Gadget-girl returns!

A few months ago, our institutional QEP brought us to the interesting decision to explore the use of iPads to improve e-learning. As the professor of one of the courses noted for study (three core -curriculum courses were selected), I was in line to potentially receive an iPad. I am a true gadget girl, as I noted many months ago when exploring travel and gadgets. However, I am also self-taught in this technology. Though I love it, I wasn't born with it and it isn't always intuitive for me. In short, there are things I have to work hard at and, at times, technology can be one of them. But I do love and respect what it can bring to my classes and students, so I do work hard.
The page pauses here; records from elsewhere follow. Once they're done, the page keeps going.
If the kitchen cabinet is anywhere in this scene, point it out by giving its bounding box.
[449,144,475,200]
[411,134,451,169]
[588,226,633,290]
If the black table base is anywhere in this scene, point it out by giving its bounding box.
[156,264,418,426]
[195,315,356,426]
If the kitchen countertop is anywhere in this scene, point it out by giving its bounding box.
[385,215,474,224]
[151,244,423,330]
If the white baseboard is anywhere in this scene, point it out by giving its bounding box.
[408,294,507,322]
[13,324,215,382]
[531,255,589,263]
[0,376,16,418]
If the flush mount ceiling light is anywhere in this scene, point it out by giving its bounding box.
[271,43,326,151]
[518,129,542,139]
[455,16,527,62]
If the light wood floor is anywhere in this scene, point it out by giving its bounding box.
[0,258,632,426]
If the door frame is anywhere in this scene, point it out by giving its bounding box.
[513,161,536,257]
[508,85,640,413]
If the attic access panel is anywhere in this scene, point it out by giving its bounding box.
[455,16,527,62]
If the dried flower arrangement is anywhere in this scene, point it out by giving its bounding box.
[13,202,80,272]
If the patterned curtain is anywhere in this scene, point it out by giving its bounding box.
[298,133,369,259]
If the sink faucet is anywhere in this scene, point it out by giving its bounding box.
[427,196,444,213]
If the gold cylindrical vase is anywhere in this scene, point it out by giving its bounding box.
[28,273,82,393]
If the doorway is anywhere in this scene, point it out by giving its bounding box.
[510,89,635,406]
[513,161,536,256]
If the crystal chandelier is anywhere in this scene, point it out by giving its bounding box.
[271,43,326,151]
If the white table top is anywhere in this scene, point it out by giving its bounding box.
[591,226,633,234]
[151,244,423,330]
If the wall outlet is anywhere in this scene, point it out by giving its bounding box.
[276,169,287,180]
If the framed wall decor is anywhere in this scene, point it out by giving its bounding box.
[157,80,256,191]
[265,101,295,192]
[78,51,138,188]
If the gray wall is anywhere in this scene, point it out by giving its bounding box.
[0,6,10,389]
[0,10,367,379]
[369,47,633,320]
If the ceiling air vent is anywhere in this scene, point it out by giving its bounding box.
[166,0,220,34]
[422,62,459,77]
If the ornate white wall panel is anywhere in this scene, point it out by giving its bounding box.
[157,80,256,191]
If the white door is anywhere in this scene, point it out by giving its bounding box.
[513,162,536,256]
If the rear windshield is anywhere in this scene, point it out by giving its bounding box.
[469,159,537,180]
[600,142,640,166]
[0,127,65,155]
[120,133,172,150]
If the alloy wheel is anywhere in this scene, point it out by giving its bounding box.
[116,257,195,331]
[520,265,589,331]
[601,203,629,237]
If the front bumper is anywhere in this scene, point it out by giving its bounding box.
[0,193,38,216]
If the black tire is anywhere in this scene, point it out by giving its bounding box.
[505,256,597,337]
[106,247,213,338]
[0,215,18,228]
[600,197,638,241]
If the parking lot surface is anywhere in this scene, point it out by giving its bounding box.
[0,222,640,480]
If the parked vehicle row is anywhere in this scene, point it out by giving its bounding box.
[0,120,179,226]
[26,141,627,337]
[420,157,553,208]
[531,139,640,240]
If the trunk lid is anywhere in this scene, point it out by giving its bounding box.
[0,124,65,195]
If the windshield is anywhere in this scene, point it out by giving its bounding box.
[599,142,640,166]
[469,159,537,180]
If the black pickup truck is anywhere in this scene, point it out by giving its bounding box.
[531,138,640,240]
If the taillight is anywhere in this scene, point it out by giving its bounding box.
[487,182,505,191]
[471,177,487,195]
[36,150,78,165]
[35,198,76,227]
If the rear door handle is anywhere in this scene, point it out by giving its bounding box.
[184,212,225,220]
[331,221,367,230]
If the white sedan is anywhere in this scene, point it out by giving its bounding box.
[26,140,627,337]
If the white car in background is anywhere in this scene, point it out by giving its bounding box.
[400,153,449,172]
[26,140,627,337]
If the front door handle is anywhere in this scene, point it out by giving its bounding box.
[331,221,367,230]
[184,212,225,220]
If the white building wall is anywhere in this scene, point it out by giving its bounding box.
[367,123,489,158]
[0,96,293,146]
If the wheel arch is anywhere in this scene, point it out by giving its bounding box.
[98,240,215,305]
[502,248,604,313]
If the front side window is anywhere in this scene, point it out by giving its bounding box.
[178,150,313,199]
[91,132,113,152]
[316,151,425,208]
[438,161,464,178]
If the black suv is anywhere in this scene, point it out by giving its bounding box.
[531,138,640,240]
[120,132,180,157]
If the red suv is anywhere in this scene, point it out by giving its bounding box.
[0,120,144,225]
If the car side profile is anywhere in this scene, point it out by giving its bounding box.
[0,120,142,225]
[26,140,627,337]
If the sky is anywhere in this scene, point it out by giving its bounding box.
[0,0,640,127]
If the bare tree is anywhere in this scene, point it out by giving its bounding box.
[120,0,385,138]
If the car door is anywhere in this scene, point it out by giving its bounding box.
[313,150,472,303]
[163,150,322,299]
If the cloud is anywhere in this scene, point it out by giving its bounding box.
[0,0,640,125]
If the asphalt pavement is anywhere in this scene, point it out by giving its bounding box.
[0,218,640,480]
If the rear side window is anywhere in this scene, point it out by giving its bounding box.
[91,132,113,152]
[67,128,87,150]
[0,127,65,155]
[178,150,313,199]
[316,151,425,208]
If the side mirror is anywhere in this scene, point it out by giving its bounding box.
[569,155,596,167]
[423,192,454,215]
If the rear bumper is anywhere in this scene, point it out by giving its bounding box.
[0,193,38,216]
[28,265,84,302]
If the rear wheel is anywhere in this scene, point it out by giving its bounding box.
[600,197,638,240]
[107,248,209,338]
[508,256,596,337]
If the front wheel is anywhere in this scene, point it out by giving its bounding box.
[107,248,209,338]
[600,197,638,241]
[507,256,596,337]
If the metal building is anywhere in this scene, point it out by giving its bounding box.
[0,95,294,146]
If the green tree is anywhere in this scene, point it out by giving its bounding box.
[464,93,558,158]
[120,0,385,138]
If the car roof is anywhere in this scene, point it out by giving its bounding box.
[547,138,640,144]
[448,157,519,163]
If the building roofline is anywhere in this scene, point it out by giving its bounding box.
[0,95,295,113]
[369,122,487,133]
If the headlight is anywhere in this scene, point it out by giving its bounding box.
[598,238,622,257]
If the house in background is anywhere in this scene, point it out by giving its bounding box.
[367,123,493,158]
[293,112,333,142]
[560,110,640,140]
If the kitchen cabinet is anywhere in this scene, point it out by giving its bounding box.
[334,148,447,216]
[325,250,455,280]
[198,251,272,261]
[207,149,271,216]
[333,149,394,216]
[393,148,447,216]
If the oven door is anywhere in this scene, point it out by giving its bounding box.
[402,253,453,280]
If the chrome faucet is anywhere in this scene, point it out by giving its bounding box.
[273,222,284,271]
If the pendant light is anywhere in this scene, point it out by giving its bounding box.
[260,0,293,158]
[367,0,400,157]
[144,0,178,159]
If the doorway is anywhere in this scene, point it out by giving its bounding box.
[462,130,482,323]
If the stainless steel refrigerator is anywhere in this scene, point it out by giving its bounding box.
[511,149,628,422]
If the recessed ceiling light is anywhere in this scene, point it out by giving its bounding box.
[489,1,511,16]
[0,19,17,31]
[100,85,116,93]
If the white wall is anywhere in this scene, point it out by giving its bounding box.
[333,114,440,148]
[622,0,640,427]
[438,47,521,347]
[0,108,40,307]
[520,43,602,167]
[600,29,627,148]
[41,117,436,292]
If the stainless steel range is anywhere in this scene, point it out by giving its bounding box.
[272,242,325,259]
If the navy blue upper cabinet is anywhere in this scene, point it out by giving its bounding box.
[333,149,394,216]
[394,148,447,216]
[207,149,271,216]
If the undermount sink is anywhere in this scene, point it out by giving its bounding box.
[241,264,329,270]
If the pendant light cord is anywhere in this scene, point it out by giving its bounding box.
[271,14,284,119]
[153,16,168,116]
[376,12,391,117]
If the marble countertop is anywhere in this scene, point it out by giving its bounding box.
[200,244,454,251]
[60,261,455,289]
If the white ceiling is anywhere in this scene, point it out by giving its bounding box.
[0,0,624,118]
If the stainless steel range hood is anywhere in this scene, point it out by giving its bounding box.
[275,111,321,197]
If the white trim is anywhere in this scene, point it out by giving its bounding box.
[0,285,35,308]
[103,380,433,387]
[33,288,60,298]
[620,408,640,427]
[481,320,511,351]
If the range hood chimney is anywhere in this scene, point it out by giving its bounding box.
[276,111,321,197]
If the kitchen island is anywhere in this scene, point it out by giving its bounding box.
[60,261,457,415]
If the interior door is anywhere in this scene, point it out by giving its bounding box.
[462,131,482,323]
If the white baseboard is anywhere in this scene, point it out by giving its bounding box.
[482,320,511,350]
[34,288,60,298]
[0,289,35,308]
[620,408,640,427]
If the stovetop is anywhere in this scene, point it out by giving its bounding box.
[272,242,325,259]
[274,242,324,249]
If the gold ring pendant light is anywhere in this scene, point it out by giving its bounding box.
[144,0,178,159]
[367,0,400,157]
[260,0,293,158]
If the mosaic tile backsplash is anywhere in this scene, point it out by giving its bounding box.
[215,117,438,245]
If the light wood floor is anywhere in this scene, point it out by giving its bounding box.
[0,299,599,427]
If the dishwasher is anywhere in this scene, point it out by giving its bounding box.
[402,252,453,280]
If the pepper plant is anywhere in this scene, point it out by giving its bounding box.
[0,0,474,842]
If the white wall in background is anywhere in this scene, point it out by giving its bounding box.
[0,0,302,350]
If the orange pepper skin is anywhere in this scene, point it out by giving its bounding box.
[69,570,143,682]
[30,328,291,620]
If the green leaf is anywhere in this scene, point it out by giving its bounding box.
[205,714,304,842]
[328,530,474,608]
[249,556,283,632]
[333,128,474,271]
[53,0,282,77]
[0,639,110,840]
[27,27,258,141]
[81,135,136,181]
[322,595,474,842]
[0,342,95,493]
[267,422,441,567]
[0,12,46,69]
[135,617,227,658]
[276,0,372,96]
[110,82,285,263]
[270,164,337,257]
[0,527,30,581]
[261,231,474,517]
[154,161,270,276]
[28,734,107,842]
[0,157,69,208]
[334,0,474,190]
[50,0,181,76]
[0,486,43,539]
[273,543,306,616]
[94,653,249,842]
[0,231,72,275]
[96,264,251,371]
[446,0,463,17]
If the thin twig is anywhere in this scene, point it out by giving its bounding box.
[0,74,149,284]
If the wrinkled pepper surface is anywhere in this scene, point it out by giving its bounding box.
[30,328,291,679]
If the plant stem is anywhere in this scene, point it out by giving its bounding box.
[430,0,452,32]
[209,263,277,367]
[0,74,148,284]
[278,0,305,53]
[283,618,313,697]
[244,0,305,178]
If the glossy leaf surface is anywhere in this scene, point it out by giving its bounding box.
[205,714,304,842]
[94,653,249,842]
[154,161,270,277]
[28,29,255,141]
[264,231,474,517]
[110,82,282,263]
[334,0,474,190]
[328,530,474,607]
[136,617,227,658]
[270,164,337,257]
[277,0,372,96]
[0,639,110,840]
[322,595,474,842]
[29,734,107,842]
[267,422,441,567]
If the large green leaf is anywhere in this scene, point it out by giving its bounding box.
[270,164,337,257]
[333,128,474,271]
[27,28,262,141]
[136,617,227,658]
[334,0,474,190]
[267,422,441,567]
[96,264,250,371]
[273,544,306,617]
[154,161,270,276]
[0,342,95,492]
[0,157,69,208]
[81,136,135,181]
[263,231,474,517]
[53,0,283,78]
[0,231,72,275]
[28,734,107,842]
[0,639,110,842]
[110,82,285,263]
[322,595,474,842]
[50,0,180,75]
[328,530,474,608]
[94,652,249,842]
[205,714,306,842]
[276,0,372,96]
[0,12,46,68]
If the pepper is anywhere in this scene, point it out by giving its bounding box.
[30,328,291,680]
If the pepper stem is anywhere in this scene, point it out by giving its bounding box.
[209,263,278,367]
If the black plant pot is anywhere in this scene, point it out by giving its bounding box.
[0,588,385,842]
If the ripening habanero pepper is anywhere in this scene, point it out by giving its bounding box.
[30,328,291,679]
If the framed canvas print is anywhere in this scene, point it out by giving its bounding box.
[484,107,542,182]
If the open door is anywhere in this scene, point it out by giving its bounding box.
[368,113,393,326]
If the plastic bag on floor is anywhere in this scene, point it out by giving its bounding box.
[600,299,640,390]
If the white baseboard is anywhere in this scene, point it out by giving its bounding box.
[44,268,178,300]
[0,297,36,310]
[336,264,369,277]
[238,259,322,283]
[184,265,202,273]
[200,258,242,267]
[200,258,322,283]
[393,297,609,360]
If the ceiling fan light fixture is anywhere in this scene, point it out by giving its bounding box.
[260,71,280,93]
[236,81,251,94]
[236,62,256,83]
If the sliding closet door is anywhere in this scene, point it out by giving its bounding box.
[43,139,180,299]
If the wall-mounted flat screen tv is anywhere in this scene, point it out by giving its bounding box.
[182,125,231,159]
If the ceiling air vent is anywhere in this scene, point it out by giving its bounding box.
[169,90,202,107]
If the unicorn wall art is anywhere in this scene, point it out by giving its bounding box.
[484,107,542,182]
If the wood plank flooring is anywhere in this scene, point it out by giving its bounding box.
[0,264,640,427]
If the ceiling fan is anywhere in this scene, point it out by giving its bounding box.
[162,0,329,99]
The iPad seemed like a natural next step--but not on this professor's salary. So I waited, read, and studied those writing about iPads in education. I grew impatient and jealous. And then my day came! Friday, after a week of heavy deadlines and student needs, I got the call. As if I were being called up to the majors, I felt my heart soar. I rushed to ITC and saw my beautiful new gadget, the iPad2. My concerns melted. It was so amazing! Now, I'm a BlackBerry girl and not a fan of touch screens, but the device is very effective. After just three days, I have navigated my BlackBoard courses through the iPad and found it not only saves time, but it increases the responsiveness. Sure, there are a lot of other great things about it (importing my google task list is just one of them), but it is mine for the educational impact it will have on my students and so far it looks like this gadget girl will have a lot of new tools, techniques, and options to explore for the next few weeks. Be prepared...there will be some gushing. Educators, please share your uses, apps, stories, frustrations, and suggestions!